フエゴインターナショナルらが成功した食用コオロギの肉様組織化。これは、食用コオロギを脱脂処理せずに乾燥粉末化したコオロギたんぱくと大豆たんぱくを原料にして、エクストルーダー(押出成形)処理を行うことで代替肉を作り出す、新たな方法だ。

まず、フエゴインターナショナルを紹介したい。千葉県を拠点とする同社は、食用昆虫の養殖や昆虫食の製造・販売を手掛ける。千葉県の睦沢町で生産を行い、地域の食品産業から発生する廃棄物をコオロギの飼料にすることで、食品ロス・処分エネルギー・生産コストを削減。そして今後、コオロギを地域の自慢の食材にし「高品質の栄養食」として世界へ届けること、さらには、地域活性化とともに、近い将来訪れるとされる地球の食糧難を緩和する事業へと挑戦している。

  • 食用コオロギの養殖や昆虫食品の規格製造を行うフエゴインターナショナル

    食用コオロギの養殖や昆虫食品の規格製造を行うフエゴインターナショナル(出典:フエゴインターナショナル)

では、なぜ、フエゴインターナショナルと日本大学生産工学部は、食用コオロギの肉様組織化に着手したのだろうか。

昆虫食は現在、地球規模での人口増加に伴うタンパク質不足の問題を解決する食品として注目が集まる。牛や豚、鶏などに比べ、餌の量・価格・生育期間・生育場所の確保などの生産上の課題、そして食品ロスなどの課題に対しても解決が期待されている。
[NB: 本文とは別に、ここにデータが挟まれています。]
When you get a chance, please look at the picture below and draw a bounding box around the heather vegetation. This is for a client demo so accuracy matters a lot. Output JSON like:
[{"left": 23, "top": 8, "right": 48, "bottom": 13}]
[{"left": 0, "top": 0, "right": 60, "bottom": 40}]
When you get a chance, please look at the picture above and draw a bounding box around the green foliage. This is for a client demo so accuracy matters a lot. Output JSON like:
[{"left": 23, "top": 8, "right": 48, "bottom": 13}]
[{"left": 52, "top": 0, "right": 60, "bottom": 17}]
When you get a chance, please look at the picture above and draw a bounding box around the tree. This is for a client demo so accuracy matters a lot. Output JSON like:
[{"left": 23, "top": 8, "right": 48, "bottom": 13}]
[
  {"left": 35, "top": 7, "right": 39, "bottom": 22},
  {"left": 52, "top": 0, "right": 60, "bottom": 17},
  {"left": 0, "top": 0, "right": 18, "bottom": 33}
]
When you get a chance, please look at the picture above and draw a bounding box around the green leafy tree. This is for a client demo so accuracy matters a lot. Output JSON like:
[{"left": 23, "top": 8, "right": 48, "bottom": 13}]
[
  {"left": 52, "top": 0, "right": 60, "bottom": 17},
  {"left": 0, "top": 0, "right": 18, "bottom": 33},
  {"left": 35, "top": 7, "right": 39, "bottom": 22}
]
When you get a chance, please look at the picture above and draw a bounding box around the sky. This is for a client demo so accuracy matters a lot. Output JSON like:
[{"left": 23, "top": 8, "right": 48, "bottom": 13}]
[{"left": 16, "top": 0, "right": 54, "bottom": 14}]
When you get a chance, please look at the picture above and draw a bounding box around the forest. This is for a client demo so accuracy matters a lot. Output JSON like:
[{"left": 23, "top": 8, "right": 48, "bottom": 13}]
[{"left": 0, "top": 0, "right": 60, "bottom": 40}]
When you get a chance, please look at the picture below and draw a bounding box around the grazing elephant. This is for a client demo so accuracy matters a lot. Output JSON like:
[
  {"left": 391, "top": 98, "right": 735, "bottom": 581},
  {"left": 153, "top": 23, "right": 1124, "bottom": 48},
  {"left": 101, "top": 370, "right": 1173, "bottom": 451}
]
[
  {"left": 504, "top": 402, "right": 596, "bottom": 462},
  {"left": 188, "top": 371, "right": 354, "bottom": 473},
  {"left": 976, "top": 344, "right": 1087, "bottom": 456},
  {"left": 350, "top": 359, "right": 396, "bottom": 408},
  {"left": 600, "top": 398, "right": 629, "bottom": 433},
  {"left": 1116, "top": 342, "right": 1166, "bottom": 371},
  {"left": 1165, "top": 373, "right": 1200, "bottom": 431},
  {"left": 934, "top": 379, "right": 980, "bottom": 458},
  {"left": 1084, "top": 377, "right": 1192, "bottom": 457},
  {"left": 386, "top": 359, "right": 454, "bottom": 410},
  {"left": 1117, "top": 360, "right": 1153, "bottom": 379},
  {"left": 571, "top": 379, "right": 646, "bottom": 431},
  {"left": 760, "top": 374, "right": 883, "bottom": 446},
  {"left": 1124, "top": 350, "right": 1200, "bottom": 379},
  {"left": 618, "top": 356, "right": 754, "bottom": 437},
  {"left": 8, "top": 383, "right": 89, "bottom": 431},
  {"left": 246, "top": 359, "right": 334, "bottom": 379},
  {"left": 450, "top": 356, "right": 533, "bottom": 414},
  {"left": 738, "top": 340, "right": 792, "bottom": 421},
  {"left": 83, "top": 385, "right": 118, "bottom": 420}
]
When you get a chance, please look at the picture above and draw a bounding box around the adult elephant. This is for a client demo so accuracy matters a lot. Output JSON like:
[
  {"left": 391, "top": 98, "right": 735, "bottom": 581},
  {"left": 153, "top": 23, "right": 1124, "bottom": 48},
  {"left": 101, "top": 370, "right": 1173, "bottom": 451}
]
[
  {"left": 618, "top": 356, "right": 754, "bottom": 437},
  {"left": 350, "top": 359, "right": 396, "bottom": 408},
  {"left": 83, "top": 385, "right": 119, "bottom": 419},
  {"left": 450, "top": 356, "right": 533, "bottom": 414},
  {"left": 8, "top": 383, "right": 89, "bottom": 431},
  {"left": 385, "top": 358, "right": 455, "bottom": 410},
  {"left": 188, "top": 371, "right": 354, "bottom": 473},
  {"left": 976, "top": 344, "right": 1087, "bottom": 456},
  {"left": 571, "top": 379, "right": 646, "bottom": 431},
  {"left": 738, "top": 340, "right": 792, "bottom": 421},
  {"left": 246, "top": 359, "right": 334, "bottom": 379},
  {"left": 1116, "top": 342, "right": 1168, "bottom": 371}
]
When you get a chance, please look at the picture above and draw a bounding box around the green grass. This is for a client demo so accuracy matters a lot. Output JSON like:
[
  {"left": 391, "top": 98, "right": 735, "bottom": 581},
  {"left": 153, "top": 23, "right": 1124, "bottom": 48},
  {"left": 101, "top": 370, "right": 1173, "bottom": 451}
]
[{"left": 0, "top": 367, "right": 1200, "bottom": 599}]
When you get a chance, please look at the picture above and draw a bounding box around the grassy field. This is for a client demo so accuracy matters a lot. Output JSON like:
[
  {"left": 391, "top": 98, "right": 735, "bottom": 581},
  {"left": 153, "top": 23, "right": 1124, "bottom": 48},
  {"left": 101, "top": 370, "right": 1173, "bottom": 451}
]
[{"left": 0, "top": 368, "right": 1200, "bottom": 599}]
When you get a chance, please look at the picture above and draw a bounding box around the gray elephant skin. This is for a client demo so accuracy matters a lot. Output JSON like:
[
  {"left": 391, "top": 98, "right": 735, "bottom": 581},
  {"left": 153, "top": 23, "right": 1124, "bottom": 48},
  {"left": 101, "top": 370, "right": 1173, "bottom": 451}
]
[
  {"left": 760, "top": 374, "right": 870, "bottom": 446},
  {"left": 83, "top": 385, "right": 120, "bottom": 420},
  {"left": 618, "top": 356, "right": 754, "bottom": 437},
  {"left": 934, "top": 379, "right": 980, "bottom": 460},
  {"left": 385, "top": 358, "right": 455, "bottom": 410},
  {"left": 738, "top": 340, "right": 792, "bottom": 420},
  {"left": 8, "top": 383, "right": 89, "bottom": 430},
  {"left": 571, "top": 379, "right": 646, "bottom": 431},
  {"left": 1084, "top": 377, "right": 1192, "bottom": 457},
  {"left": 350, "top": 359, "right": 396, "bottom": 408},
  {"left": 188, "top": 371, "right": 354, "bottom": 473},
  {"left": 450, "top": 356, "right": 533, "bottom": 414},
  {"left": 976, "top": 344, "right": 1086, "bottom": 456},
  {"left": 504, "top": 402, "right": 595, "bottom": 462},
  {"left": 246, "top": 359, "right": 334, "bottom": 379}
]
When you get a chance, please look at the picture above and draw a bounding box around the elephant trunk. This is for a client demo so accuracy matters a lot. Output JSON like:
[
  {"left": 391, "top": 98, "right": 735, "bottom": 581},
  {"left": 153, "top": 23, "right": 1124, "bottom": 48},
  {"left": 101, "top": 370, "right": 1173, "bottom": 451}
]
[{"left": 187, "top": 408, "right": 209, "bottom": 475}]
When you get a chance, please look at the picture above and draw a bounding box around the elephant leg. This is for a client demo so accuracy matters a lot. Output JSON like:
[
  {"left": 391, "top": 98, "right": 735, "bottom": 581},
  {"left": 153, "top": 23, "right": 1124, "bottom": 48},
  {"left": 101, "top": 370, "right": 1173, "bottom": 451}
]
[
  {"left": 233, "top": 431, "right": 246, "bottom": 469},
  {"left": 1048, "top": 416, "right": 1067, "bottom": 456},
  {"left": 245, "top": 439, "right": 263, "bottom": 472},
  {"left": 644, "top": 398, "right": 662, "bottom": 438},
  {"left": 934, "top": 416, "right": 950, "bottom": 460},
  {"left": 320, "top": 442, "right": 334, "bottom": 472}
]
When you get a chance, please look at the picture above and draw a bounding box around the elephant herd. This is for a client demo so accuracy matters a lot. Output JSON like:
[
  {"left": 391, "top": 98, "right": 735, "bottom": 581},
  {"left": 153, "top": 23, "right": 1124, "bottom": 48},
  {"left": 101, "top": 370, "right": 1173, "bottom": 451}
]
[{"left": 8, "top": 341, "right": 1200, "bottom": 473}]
しかしコオロギについては、価格や加工技術がネックになり、コオロギ食品の多様化がなかなか進まないという課題があるという。また、従来からのコオロギなどの昆虫食は、乾燥粉末の状態への加工から大きくから抜け出せていないという課題もあるという。

そこで、フエゴインターナショナルと日本大学生産工学部は、食用コオロギの肉様組織化技術を開発。これまで、コオロギスナックなどの菓子類が中心だったが、この肉様組織化によって、ミンチ・フィレ・ブロックなどに加工可能で、焼肉やステーキ、唐揚げといった商品への活用も目されている。

いかがだったろうか。コオロギという身近な昆虫からスタートしたフエゴインターナショナルの取り組みは、地域を飛び出し、最終的には地球規模の課題までも解決しうるのだ。 現在、フエゴインターナショナルはコオロギを連想させない商品も発売している。例えば、クリケットグラノーラはパッケージデザインも素晴らしい。次はどのような新しい取り組みを仕掛けるのだろうか。楽しみだ。